だからこそ、浦部の心理を手に取るように把握できるのだ。
そうは言っても、3200万(現在の約3億)もの大金がかかる場面、しかも南場しか残されていない状況で冷静に相手の心理を推し量ることなど、赤木しげる以外に誰ができようか。

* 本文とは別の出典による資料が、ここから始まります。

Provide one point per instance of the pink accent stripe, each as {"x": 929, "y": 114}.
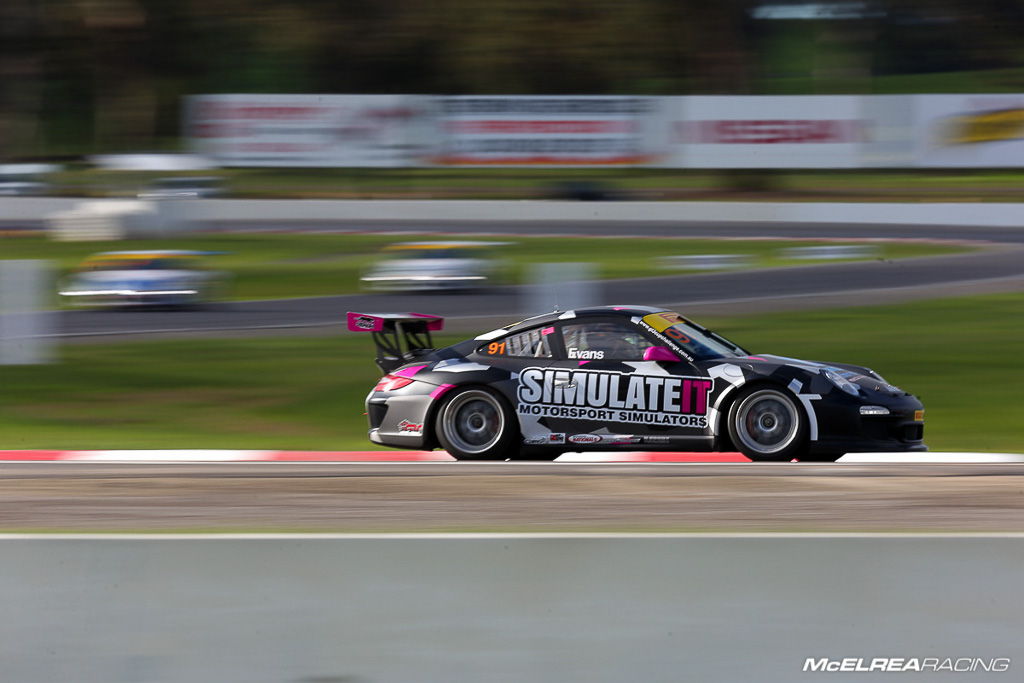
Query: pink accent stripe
{"x": 32, "y": 455}
{"x": 441, "y": 390}
{"x": 409, "y": 372}
{"x": 360, "y": 456}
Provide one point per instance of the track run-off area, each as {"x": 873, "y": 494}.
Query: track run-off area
{"x": 400, "y": 492}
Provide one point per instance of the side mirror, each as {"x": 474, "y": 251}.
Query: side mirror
{"x": 659, "y": 353}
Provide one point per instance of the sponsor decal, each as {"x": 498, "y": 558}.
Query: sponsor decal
{"x": 906, "y": 665}
{"x": 660, "y": 322}
{"x": 660, "y": 325}
{"x": 411, "y": 427}
{"x": 553, "y": 438}
{"x": 619, "y": 439}
{"x": 771, "y": 131}
{"x": 612, "y": 396}
{"x": 992, "y": 126}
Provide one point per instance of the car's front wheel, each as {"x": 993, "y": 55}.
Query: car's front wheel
{"x": 477, "y": 424}
{"x": 766, "y": 423}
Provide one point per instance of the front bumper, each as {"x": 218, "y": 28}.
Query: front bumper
{"x": 847, "y": 429}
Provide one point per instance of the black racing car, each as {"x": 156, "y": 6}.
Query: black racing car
{"x": 621, "y": 378}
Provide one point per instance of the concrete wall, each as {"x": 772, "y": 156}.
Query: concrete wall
{"x": 305, "y": 609}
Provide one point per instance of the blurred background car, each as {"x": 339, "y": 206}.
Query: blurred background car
{"x": 158, "y": 278}
{"x": 25, "y": 179}
{"x": 185, "y": 186}
{"x": 454, "y": 266}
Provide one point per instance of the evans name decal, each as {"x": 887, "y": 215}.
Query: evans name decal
{"x": 609, "y": 396}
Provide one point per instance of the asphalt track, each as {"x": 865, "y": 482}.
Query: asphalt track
{"x": 510, "y": 497}
{"x": 998, "y": 266}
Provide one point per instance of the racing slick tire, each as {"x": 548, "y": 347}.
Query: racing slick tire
{"x": 475, "y": 423}
{"x": 767, "y": 424}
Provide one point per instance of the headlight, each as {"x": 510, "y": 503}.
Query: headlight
{"x": 843, "y": 383}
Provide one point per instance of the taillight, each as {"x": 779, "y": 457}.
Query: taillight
{"x": 392, "y": 382}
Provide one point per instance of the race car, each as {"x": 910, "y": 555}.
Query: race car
{"x": 621, "y": 378}
{"x": 172, "y": 278}
{"x": 435, "y": 266}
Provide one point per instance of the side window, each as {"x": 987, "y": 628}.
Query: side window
{"x": 530, "y": 344}
{"x": 604, "y": 341}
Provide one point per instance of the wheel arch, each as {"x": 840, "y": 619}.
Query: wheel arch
{"x": 723, "y": 441}
{"x": 439, "y": 395}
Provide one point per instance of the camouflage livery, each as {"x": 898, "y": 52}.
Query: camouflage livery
{"x": 622, "y": 378}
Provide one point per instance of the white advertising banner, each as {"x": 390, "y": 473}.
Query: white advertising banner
{"x": 308, "y": 130}
{"x": 970, "y": 130}
{"x": 526, "y": 130}
{"x": 759, "y": 131}
{"x": 721, "y": 131}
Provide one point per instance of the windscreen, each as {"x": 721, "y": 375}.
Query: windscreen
{"x": 699, "y": 343}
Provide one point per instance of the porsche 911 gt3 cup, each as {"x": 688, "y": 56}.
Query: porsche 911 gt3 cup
{"x": 622, "y": 378}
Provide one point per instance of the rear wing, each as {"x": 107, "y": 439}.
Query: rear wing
{"x": 400, "y": 338}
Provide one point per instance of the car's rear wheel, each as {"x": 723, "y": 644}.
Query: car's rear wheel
{"x": 477, "y": 424}
{"x": 767, "y": 424}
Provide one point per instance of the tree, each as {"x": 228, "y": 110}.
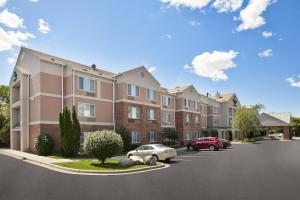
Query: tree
{"x": 76, "y": 131}
{"x": 246, "y": 119}
{"x": 125, "y": 134}
{"x": 296, "y": 125}
{"x": 170, "y": 135}
{"x": 4, "y": 116}
{"x": 103, "y": 144}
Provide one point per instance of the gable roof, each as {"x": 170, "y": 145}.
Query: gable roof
{"x": 284, "y": 116}
{"x": 223, "y": 97}
{"x": 180, "y": 89}
{"x": 267, "y": 120}
{"x": 48, "y": 57}
{"x": 137, "y": 69}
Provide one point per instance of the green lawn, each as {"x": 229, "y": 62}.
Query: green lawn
{"x": 109, "y": 165}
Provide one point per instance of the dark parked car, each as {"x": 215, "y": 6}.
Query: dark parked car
{"x": 211, "y": 143}
{"x": 226, "y": 143}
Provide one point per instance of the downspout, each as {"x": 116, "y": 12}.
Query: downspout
{"x": 62, "y": 87}
{"x": 114, "y": 80}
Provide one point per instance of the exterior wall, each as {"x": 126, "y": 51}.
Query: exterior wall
{"x": 142, "y": 125}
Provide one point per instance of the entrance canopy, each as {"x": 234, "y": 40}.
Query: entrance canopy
{"x": 268, "y": 120}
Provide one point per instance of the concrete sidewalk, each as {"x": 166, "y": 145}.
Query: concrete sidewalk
{"x": 32, "y": 157}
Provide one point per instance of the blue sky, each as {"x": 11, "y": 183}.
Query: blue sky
{"x": 249, "y": 47}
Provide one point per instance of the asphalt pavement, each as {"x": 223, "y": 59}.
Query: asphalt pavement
{"x": 269, "y": 170}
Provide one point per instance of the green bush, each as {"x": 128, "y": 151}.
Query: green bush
{"x": 44, "y": 144}
{"x": 125, "y": 134}
{"x": 103, "y": 144}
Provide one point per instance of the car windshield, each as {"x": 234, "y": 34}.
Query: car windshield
{"x": 161, "y": 146}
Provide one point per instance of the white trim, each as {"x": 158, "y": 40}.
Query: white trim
{"x": 190, "y": 111}
{"x": 136, "y": 102}
{"x": 81, "y": 123}
{"x": 68, "y": 96}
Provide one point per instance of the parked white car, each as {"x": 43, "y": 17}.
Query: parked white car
{"x": 161, "y": 152}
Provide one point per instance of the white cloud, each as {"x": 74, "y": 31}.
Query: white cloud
{"x": 194, "y": 23}
{"x": 2, "y": 3}
{"x": 11, "y": 60}
{"x": 151, "y": 69}
{"x": 8, "y": 39}
{"x": 266, "y": 53}
{"x": 251, "y": 15}
{"x": 167, "y": 36}
{"x": 11, "y": 20}
{"x": 43, "y": 26}
{"x": 213, "y": 65}
{"x": 193, "y": 4}
{"x": 227, "y": 5}
{"x": 266, "y": 34}
{"x": 293, "y": 82}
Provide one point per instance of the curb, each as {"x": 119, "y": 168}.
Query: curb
{"x": 85, "y": 172}
{"x": 161, "y": 165}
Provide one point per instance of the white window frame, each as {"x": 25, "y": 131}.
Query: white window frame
{"x": 197, "y": 119}
{"x": 151, "y": 94}
{"x": 166, "y": 101}
{"x": 135, "y": 137}
{"x": 133, "y": 91}
{"x": 134, "y": 112}
{"x": 188, "y": 119}
{"x": 152, "y": 136}
{"x": 85, "y": 113}
{"x": 85, "y": 81}
{"x": 151, "y": 114}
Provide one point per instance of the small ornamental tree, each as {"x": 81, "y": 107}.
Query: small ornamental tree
{"x": 126, "y": 137}
{"x": 103, "y": 144}
{"x": 44, "y": 144}
{"x": 76, "y": 131}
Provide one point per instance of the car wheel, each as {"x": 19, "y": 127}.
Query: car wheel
{"x": 155, "y": 156}
{"x": 211, "y": 148}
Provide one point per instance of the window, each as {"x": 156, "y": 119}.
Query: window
{"x": 152, "y": 136}
{"x": 133, "y": 90}
{"x": 199, "y": 135}
{"x": 83, "y": 135}
{"x": 197, "y": 119}
{"x": 187, "y": 118}
{"x": 151, "y": 114}
{"x": 197, "y": 105}
{"x": 135, "y": 137}
{"x": 188, "y": 136}
{"x": 86, "y": 110}
{"x": 151, "y": 95}
{"x": 86, "y": 84}
{"x": 134, "y": 112}
{"x": 166, "y": 101}
{"x": 230, "y": 111}
{"x": 167, "y": 118}
{"x": 186, "y": 103}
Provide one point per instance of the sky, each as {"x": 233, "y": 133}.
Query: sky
{"x": 250, "y": 47}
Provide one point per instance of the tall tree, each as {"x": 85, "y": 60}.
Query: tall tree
{"x": 246, "y": 119}
{"x": 76, "y": 131}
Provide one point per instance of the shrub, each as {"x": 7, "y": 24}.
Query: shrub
{"x": 125, "y": 134}
{"x": 103, "y": 144}
{"x": 44, "y": 144}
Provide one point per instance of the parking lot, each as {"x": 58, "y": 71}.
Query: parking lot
{"x": 267, "y": 170}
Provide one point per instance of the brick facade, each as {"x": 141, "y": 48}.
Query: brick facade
{"x": 142, "y": 125}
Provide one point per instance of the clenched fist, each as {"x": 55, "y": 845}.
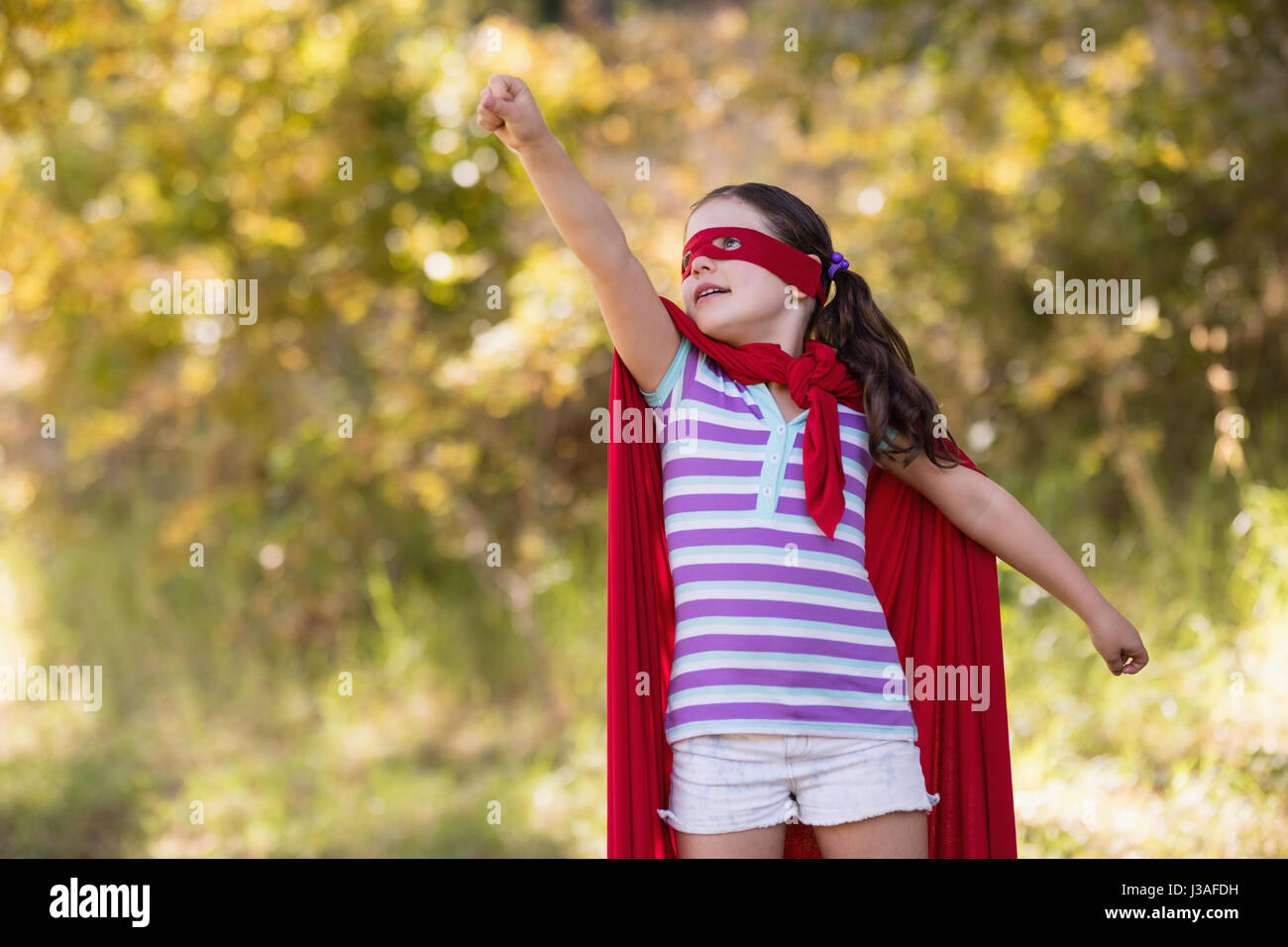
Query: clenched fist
{"x": 507, "y": 108}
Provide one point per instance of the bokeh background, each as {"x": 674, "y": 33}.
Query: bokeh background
{"x": 450, "y": 554}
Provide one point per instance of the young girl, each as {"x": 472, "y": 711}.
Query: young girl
{"x": 777, "y": 705}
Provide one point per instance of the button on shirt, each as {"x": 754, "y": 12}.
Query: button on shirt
{"x": 777, "y": 628}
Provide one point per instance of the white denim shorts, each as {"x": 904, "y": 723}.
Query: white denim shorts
{"x": 730, "y": 783}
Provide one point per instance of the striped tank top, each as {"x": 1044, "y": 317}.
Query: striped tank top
{"x": 777, "y": 626}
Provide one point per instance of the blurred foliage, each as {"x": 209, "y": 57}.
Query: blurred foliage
{"x": 480, "y": 684}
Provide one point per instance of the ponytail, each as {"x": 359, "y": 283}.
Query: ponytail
{"x": 871, "y": 348}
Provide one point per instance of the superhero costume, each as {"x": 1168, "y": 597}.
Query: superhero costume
{"x": 938, "y": 589}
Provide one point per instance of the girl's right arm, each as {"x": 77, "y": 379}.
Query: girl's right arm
{"x": 638, "y": 324}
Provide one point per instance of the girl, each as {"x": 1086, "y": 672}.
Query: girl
{"x": 772, "y": 710}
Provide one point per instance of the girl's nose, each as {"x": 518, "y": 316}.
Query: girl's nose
{"x": 702, "y": 263}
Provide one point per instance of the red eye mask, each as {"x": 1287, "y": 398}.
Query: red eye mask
{"x": 785, "y": 262}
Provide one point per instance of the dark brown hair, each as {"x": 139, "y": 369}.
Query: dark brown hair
{"x": 866, "y": 343}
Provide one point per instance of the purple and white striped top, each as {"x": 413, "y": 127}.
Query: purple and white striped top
{"x": 777, "y": 628}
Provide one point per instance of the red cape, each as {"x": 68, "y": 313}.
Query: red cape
{"x": 938, "y": 589}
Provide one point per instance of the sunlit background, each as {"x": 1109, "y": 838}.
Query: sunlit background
{"x": 390, "y": 472}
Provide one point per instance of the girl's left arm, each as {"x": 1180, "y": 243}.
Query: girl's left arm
{"x": 987, "y": 513}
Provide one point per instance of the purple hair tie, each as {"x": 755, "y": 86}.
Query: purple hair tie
{"x": 838, "y": 262}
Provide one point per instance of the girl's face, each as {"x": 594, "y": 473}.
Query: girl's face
{"x": 755, "y": 303}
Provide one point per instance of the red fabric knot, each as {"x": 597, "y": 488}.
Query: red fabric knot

事実、修羅場を潜ったはずのヤクザですら、誰に一番負荷がかかっていたか見落としていた。
たしかに、勝負事は己を知ることが最も肝要だ。
だが、対戦相手の心理状態を見失っては、勝てる戦も勝てないだろう。
私は、この赤木しげるの言葉を聞いて思い出す。
元ヘビー級王者マイク・タイソンを育てた“伝説のトレーナー”カス・ダマトの箴言を。
ダマトは試合前、愛弟子達にこう言った。
「リングは死ぬほど怖い。ただし…それはどのボクサーも同じだ!」
試合が近づくと、どんなボクサーも恐怖に襲われる。
あのマイク・タイソンでさえも例外ではない。
そんなとき、「恐れるな!」と檄を飛ばしても意味がない。
代わりに、ダマトは「恐怖は自分だけでなく、対戦相手も支配する」という真実を伝えるのである。
赤木しげるの“神域の闘牌”を可能たらしめるのは、なにも博才のみではない。
こうした、怜悧冷徹な頭脳と精神があってこそ、卓上に常識を超えた一打を放つのだろう。